Friday, November 4, 2011

it wasn't supposed to be this way, but...: the person on the other side of the mirror

it wasn't supposed to be this way, but...: the person on the other side of the mirror: I had a meeting with the "button" the other day at "fall semester". I sat there in the chair waiting for the "button". I had written an a...

the person on the other side of the mirror

I had a meeting with the "button" the other day at "fall semester".

I sat there in the chair waiting for the "button".  I had written an agenda on the back of my hand so I could stay focused.

Nothing, nothing, nothing can prepare you for seeing your child in orange and in handcuffs.  Nothing. 

There he was and there went the agenda right out the window.

As he sat down, there we were, mother and son seperated by a glass window. 

My grandmother always said that the "button" was "like a fart in a skillet, all over the place."  Wow, she should have been here. 

He was, all over the place emotionally.  Maybe he was excited, nervous, happy, who knows but his emotions were everywhere, kind of like my pms emotions.

Anyway, after the business was discussed, I asked the dreaded questions, "just how bad is your drinking problem?"

He responded, "not that bad, I just needed more counseling."

It was at that moment that I know I was overcome by a cartoon character....My eyes BULGED out of their sockets and were protuding forward with my hands gripped on the counter securing me in the chair instead of going through the glass..."isn't that what the rehab center was for?"  I had to ask.

I sat there and looked at him and was soooo caught off guard.  He needed a haircut, he looked like he hadn't slept in about four months and his skin looked dull.

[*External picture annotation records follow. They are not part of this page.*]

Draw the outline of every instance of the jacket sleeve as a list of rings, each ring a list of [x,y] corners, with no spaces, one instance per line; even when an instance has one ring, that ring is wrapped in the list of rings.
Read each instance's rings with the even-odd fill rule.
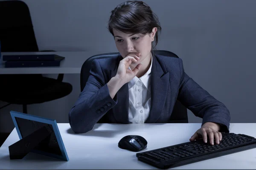
[[[117,103],[116,96],[112,99],[100,63],[94,60],[86,85],[68,119],[72,130],[77,133],[90,130],[94,125]]]
[[[207,122],[216,123],[221,125],[220,131],[229,133],[229,110],[186,74],[181,59],[179,64],[180,82],[178,100],[196,116],[203,118],[202,125]]]

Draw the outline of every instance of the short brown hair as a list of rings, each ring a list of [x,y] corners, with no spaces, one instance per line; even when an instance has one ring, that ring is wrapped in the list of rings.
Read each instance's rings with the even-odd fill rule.
[[[143,1],[128,1],[118,5],[111,11],[108,21],[108,30],[114,36],[113,29],[127,34],[146,34],[157,27],[155,44],[158,41],[158,34],[161,28],[158,18],[151,8]]]

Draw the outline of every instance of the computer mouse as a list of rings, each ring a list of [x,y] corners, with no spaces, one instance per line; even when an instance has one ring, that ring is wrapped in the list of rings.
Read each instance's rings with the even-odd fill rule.
[[[148,142],[143,137],[139,135],[128,135],[121,139],[118,146],[122,149],[134,152],[142,150],[147,147]]]

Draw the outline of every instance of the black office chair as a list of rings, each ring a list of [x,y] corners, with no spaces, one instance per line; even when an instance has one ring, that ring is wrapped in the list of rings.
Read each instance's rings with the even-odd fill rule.
[[[156,50],[152,51],[154,54],[178,58],[178,56],[172,52],[164,50]],[[91,57],[86,60],[83,64],[80,74],[80,87],[82,91],[86,84],[90,76],[90,71],[91,68],[93,61],[95,59],[113,57],[120,55],[119,53],[107,53],[96,55]],[[108,123],[105,121],[105,116],[99,120],[98,123]],[[175,105],[172,114],[170,118],[172,123],[188,123],[187,108],[178,100],[177,100]],[[172,121],[172,120],[182,120],[178,121]]]
[[[29,8],[23,1],[0,1],[0,41],[2,52],[38,51]],[[0,100],[23,105],[41,103],[61,98],[72,91],[72,85],[41,74],[0,74]]]

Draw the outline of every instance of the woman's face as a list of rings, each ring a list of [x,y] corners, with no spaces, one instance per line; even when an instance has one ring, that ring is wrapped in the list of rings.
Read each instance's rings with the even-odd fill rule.
[[[138,56],[140,60],[136,62],[136,65],[143,63],[145,59],[151,57],[151,42],[154,39],[157,31],[157,28],[155,27],[153,28],[151,33],[145,35],[129,34],[113,29],[114,37],[117,50],[123,58],[129,54],[140,53],[140,56]]]

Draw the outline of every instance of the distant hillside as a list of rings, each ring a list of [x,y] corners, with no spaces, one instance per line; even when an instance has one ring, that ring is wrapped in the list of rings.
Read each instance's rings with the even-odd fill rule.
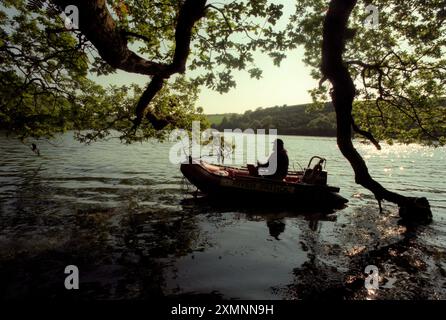
[[[335,136],[336,114],[327,104],[321,110],[311,105],[276,106],[248,110],[244,114],[208,115],[212,127],[224,129],[277,129],[278,134]]]

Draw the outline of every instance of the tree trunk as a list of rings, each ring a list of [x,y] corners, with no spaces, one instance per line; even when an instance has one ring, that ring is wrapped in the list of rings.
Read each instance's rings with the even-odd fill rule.
[[[333,86],[332,100],[336,111],[339,149],[350,162],[356,183],[373,192],[380,205],[382,200],[396,203],[400,207],[402,218],[430,222],[432,213],[426,198],[405,197],[384,188],[370,176],[365,161],[353,146],[352,106],[356,89],[342,54],[348,35],[351,34],[347,25],[356,2],[357,0],[332,0],[323,26],[321,69]]]

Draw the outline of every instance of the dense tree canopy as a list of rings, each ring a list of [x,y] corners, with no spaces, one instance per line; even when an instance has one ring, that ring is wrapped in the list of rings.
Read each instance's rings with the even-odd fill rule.
[[[305,62],[316,79],[321,74],[325,1],[297,1],[288,34],[305,46]],[[377,8],[375,28],[364,22]],[[354,80],[358,125],[377,139],[446,142],[446,2],[444,0],[359,1],[349,19],[344,61]],[[328,99],[327,85],[313,90]]]

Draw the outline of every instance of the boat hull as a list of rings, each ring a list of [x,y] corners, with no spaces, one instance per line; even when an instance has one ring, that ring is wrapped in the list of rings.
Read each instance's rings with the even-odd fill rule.
[[[348,202],[338,194],[339,188],[327,185],[289,183],[264,177],[223,176],[200,163],[181,165],[183,175],[201,192],[220,200],[280,203],[299,207],[342,208]]]

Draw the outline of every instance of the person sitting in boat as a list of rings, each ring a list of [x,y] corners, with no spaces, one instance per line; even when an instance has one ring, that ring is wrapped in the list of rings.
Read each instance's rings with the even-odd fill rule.
[[[262,164],[257,161],[257,170],[258,168],[268,168],[262,176],[269,179],[283,180],[288,174],[288,165],[289,159],[283,140],[276,139],[274,141],[273,153],[269,156],[268,162]]]

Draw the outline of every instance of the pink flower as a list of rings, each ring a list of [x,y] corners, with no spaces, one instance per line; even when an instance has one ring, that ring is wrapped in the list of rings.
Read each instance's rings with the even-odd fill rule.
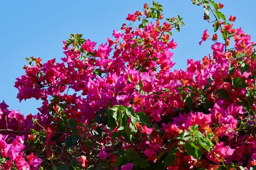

The "button" is neat as pin and always has a short haircut and it was just hard to look at him.

I must tell you, this wasn't a scene from a movie with some adoring mother on the other side holding her hand up to the glass for him to reach out and touch.

I wondered, when he looked through the glass, did he see a loving mother or did he "really" see me?  Could he see that instead of the hand connecting on the glass, I wanted to take my hands and put them around his neck?  Did the see this?  Could he feel it?  Is that why he was soooo all over the place? 

It had never occured to me that he might be looking at me differently.  Did he see how poorly I looked?  Did he notice the stress on my face or did he just think that my anti-aging cream wasn't working like it said it would on tv?  Did he notice my bags under the eyes and that my skin was red and dewey from the tears I shed in my car before I walked in?

And it wasn't mentioned.  The glass was between us.  My child is twenty miles away and I cannot talk to him, touch him or see him.  That damn glass was like an ocean seperating two continents.

I left emotionally drained.  I honestly should not have gone.  I wasn't ready.  I am still angry, hurt, devastated and in despair.  I should have waited.  You  know what they say, "if its and buts were candy and nuts, we would all have a flipping Merry Christmas."

I have thought so much about the meeting.  I have thought so much about everything.  I am thought out.  I cannot think anymore.  I need a project.  I guess I could wash my windows.